This video is a great review of minecraft: http://www.youtube.com/watch?v=iMW5HggSNC4
Many people have asked me, “So, what’s the point of Minecraft?” and then I tell them, “Well, here’s the thing. There is no point.” Some people take that in stride, others can’t comprehend a game not having a goal to work toward. Minecraft is an excellent example of sandbox gaming in its purest form. You are dropped into a randomly generated world and free to do whatever you want. There’s no end goal or structure to the game. You can build, hunt wildlife, go fight monsters, mine for minerals and rare ore or simply explore the world. Minecraft is your sandbox and how you play around in it is entirely up to you.
The simplest way of describing Minecraft’s building mechanics is “break stuff to make stuff” and that’s it. The game revolves around this simple mantra. Punching trees (yes, you read that right) gets you wood, one of the most basic resources which you’ll need to craft tools which open up even more mining and crafting opportunities.

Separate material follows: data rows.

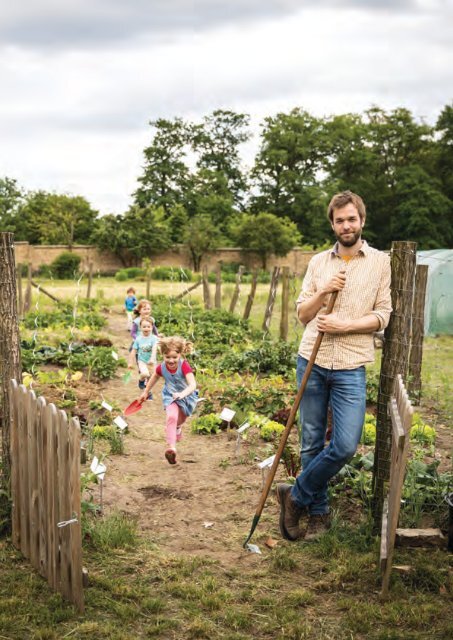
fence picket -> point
(33, 516)
(45, 486)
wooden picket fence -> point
(45, 486)
(401, 412)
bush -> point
(177, 274)
(131, 273)
(66, 265)
(206, 424)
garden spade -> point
(289, 424)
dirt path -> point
(202, 505)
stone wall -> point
(106, 262)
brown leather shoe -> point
(290, 513)
(318, 524)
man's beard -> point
(350, 242)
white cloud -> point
(76, 120)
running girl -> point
(179, 393)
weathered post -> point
(90, 279)
(414, 373)
(27, 298)
(271, 299)
(285, 304)
(395, 356)
(218, 286)
(206, 292)
(251, 296)
(10, 365)
(235, 297)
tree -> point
(266, 234)
(422, 212)
(11, 201)
(51, 218)
(165, 177)
(201, 236)
(139, 233)
(287, 168)
(217, 141)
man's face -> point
(347, 225)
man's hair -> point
(343, 198)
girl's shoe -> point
(170, 454)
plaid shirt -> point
(367, 290)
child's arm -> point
(191, 386)
(149, 385)
(132, 358)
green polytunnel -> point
(439, 291)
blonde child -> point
(179, 393)
(144, 349)
(142, 310)
(129, 305)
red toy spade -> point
(134, 406)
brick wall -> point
(107, 262)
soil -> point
(202, 505)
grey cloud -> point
(50, 24)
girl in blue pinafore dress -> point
(179, 392)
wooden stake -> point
(271, 299)
(235, 297)
(285, 304)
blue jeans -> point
(345, 391)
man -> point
(361, 275)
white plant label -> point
(120, 422)
(243, 427)
(227, 414)
(267, 462)
(98, 468)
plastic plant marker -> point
(134, 406)
(120, 423)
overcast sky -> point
(81, 79)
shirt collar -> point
(363, 249)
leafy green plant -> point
(422, 432)
(207, 424)
(368, 436)
(66, 265)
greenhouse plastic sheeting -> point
(439, 291)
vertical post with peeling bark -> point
(218, 286)
(10, 364)
(271, 299)
(206, 292)
(395, 357)
(414, 377)
(90, 279)
(235, 297)
(251, 296)
(285, 304)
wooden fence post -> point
(251, 296)
(271, 299)
(27, 297)
(235, 297)
(414, 373)
(395, 356)
(10, 364)
(206, 292)
(90, 279)
(218, 286)
(285, 304)
(20, 300)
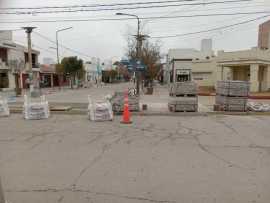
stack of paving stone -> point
(232, 96)
(183, 97)
(117, 102)
(35, 110)
(101, 111)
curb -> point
(149, 113)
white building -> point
(202, 63)
(14, 66)
(48, 61)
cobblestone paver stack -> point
(117, 102)
(232, 95)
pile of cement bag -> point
(183, 104)
(232, 95)
(36, 110)
(117, 102)
(258, 107)
(4, 109)
(100, 111)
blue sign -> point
(133, 65)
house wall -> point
(263, 35)
(204, 73)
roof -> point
(187, 54)
(12, 45)
(254, 55)
(44, 68)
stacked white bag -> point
(36, 110)
(100, 111)
(4, 109)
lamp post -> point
(57, 44)
(138, 46)
(28, 31)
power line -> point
(211, 9)
(143, 18)
(67, 48)
(210, 30)
(103, 5)
(119, 8)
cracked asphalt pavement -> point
(68, 159)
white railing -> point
(251, 54)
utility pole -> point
(138, 49)
(57, 43)
(2, 197)
(28, 31)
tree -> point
(73, 67)
(149, 56)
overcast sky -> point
(107, 39)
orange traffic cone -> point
(126, 114)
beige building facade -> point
(248, 65)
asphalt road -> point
(68, 159)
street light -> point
(57, 44)
(137, 47)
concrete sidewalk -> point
(157, 103)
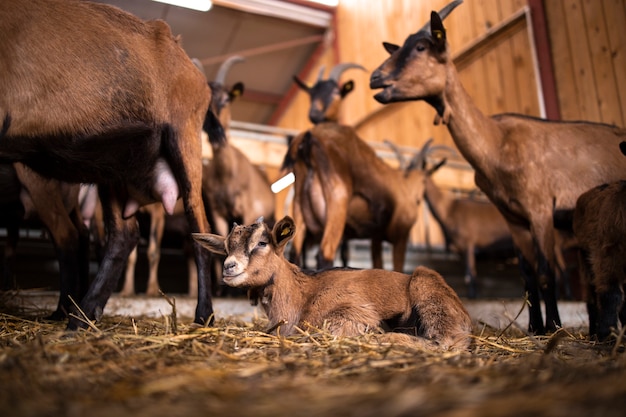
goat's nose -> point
(229, 267)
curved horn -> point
(396, 149)
(443, 13)
(225, 67)
(199, 65)
(338, 69)
(320, 74)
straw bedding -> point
(168, 367)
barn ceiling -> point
(277, 39)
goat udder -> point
(165, 187)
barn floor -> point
(142, 359)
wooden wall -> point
(494, 49)
(588, 39)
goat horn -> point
(420, 158)
(443, 13)
(397, 151)
(338, 69)
(199, 65)
(225, 67)
(320, 74)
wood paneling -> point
(588, 46)
(588, 43)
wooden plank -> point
(600, 50)
(582, 61)
(615, 18)
(567, 92)
(525, 75)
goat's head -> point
(327, 94)
(253, 252)
(221, 95)
(418, 69)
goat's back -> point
(49, 87)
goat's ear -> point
(346, 88)
(236, 91)
(390, 47)
(301, 84)
(434, 169)
(211, 242)
(437, 31)
(283, 231)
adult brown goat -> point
(468, 224)
(363, 197)
(26, 196)
(93, 94)
(348, 301)
(342, 189)
(521, 163)
(234, 188)
(237, 190)
(599, 224)
(326, 97)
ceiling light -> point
(200, 5)
(331, 3)
(283, 183)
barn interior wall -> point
(492, 45)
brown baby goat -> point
(348, 301)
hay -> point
(144, 366)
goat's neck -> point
(476, 136)
(286, 296)
(438, 201)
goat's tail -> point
(5, 125)
(214, 128)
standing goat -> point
(25, 195)
(348, 301)
(326, 96)
(599, 224)
(93, 94)
(237, 190)
(468, 225)
(522, 164)
(342, 188)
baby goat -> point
(599, 224)
(348, 301)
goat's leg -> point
(525, 250)
(157, 224)
(336, 215)
(607, 271)
(185, 156)
(470, 272)
(46, 196)
(10, 248)
(297, 254)
(545, 271)
(399, 253)
(122, 236)
(129, 277)
(589, 291)
(376, 251)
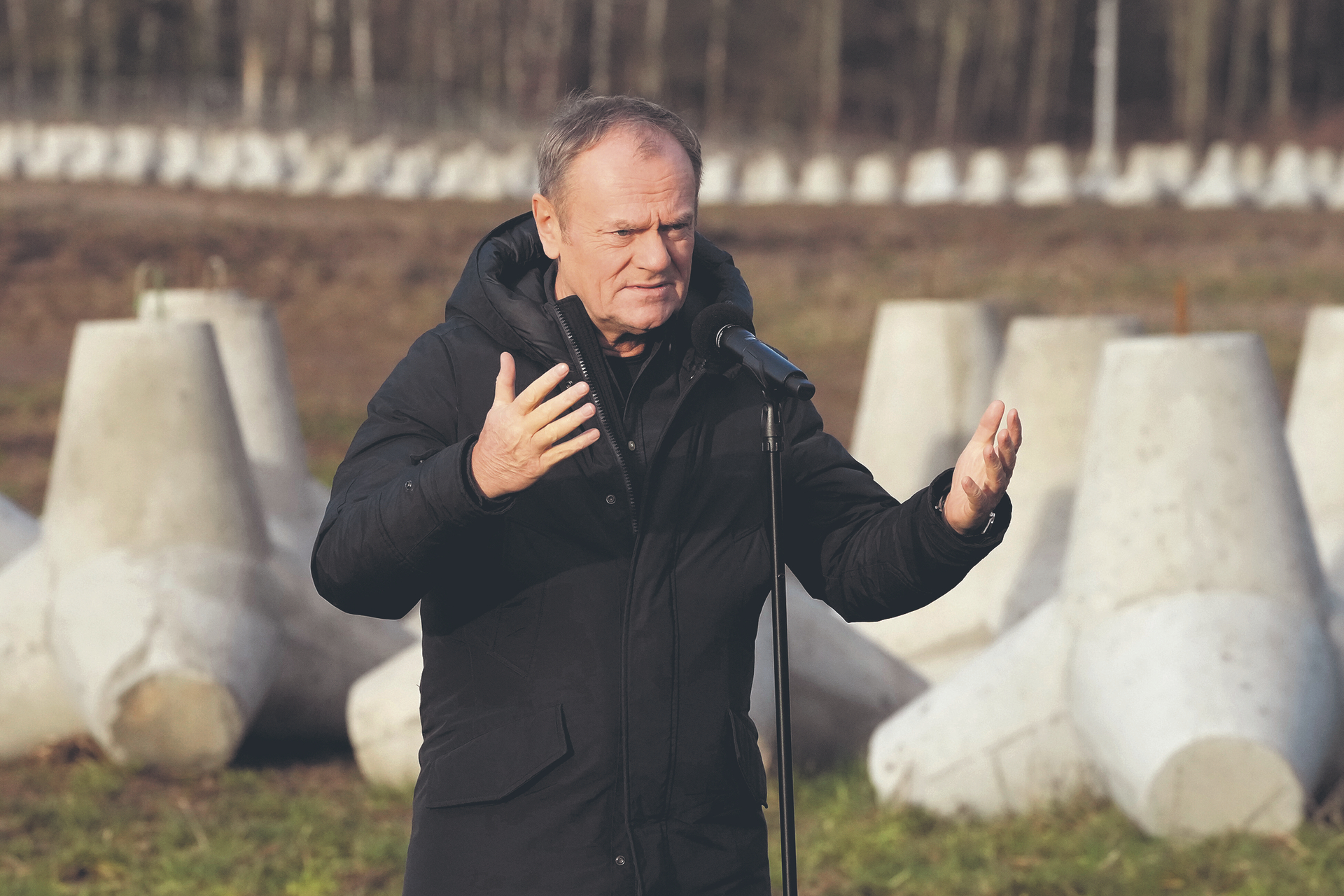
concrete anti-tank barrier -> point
(164, 601)
(324, 650)
(1203, 681)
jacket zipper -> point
(601, 418)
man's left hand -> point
(983, 472)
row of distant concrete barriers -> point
(302, 164)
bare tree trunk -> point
(1247, 24)
(102, 22)
(1042, 59)
(22, 52)
(831, 42)
(1281, 62)
(151, 27)
(362, 57)
(996, 83)
(71, 57)
(600, 58)
(956, 38)
(655, 27)
(296, 48)
(715, 65)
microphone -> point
(723, 332)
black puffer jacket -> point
(589, 641)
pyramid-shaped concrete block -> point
(840, 684)
(324, 650)
(1047, 372)
(35, 704)
(926, 384)
(18, 531)
(1315, 433)
(384, 720)
(1203, 681)
(163, 617)
(996, 736)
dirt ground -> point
(355, 280)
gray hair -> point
(585, 120)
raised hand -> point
(522, 435)
(983, 472)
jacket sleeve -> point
(403, 492)
(853, 545)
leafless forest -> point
(913, 71)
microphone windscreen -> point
(705, 328)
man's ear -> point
(547, 225)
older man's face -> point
(629, 229)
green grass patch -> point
(316, 830)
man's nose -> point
(651, 251)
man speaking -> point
(577, 498)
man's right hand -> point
(519, 441)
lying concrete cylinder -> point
(996, 736)
(924, 390)
(1316, 430)
(384, 720)
(163, 610)
(35, 706)
(840, 684)
(324, 650)
(1047, 372)
(1203, 657)
(18, 531)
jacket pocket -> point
(498, 763)
(749, 754)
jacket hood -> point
(503, 289)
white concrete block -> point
(932, 178)
(318, 164)
(1208, 713)
(18, 531)
(718, 179)
(384, 720)
(995, 738)
(1203, 681)
(1047, 372)
(840, 684)
(987, 179)
(220, 160)
(875, 181)
(1289, 184)
(164, 601)
(926, 384)
(822, 181)
(413, 168)
(1139, 186)
(1315, 431)
(35, 706)
(90, 156)
(182, 155)
(261, 162)
(1215, 186)
(134, 155)
(324, 650)
(1046, 179)
(766, 181)
(366, 168)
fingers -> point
(540, 387)
(553, 433)
(504, 382)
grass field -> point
(355, 281)
(71, 824)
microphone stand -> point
(772, 437)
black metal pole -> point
(772, 433)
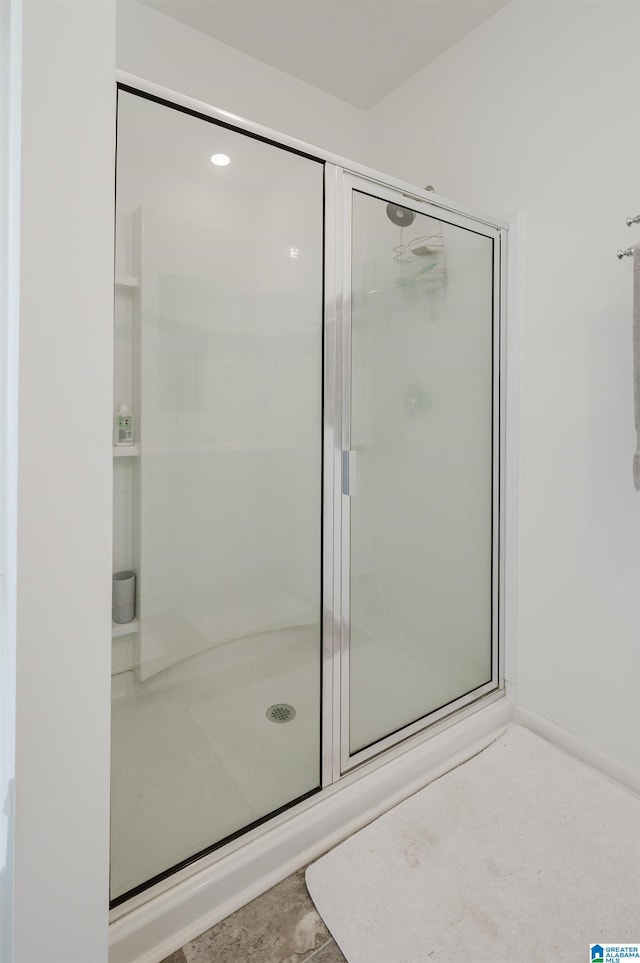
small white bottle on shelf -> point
(124, 433)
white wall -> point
(160, 49)
(537, 110)
(10, 36)
(64, 477)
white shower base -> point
(194, 757)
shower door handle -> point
(348, 472)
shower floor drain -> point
(280, 712)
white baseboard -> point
(577, 747)
(151, 930)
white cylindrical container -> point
(124, 596)
(124, 430)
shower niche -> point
(311, 503)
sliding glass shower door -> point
(307, 498)
(216, 687)
(420, 457)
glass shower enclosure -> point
(310, 500)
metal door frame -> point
(340, 182)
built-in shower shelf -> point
(124, 628)
(126, 451)
(127, 281)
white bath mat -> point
(521, 855)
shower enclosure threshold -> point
(151, 926)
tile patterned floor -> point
(281, 926)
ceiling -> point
(357, 50)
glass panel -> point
(421, 427)
(218, 502)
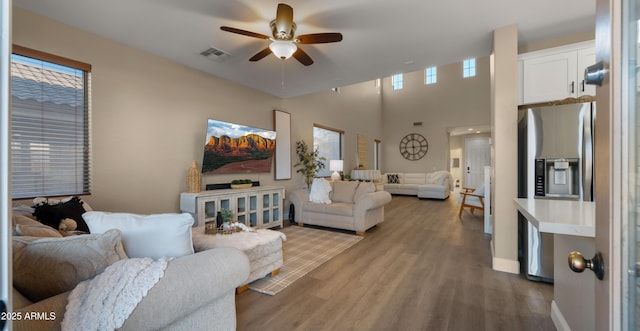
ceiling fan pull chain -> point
(282, 82)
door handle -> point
(594, 74)
(577, 263)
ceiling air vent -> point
(215, 54)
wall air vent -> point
(215, 54)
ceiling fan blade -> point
(244, 32)
(320, 38)
(303, 57)
(284, 20)
(260, 55)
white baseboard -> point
(505, 265)
(558, 319)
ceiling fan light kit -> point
(283, 49)
(283, 40)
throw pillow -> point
(46, 267)
(344, 191)
(151, 236)
(51, 214)
(393, 179)
(319, 192)
(25, 226)
(363, 188)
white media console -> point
(258, 206)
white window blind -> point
(49, 126)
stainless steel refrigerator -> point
(555, 161)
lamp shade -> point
(335, 165)
(283, 49)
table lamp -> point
(335, 166)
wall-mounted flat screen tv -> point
(234, 148)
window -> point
(329, 144)
(469, 68)
(431, 75)
(49, 125)
(396, 80)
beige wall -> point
(149, 116)
(555, 42)
(452, 102)
(504, 121)
(354, 109)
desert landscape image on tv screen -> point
(235, 148)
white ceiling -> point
(381, 37)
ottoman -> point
(262, 247)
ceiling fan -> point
(283, 40)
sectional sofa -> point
(434, 185)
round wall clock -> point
(414, 146)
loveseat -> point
(196, 291)
(350, 205)
(434, 185)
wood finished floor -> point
(422, 269)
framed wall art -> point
(282, 122)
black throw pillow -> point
(51, 215)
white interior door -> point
(477, 156)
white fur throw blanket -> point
(106, 301)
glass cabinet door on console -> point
(276, 208)
(266, 209)
(241, 209)
(253, 210)
(258, 207)
(210, 210)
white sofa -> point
(354, 206)
(434, 185)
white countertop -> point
(575, 218)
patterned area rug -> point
(304, 250)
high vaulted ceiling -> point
(381, 37)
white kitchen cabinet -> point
(258, 206)
(556, 73)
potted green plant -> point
(309, 161)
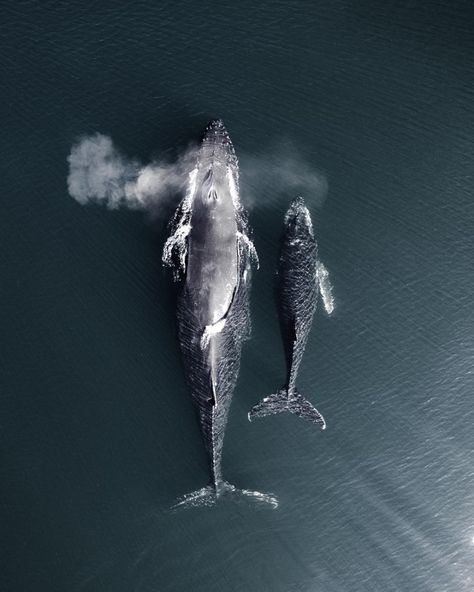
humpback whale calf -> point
(302, 277)
(211, 254)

Once you get the hang of these mechanics, the possibilities for creation are nearly endless.
This also brings up a problem with Minecraft in that a huge amount of the game revolves around trial and error. The lack of structure also means there’s no hand-holding whatsoever in the beginning to ease new players into the game and those players may have no idea what to do once they start the game. In the beginning, most, if any, progress is made through experimentation. I guess it can be argued that the experimentation is part of Minecraft’s genius but for me, this was one of the biggest obstacles on the path toward enjoying the game. I had no idea how to craft tools, or even that such tools existed until, frustrated, I was directed to an external website that contained building guides on everything there is to be crafted in the game and what you’ll need to make them.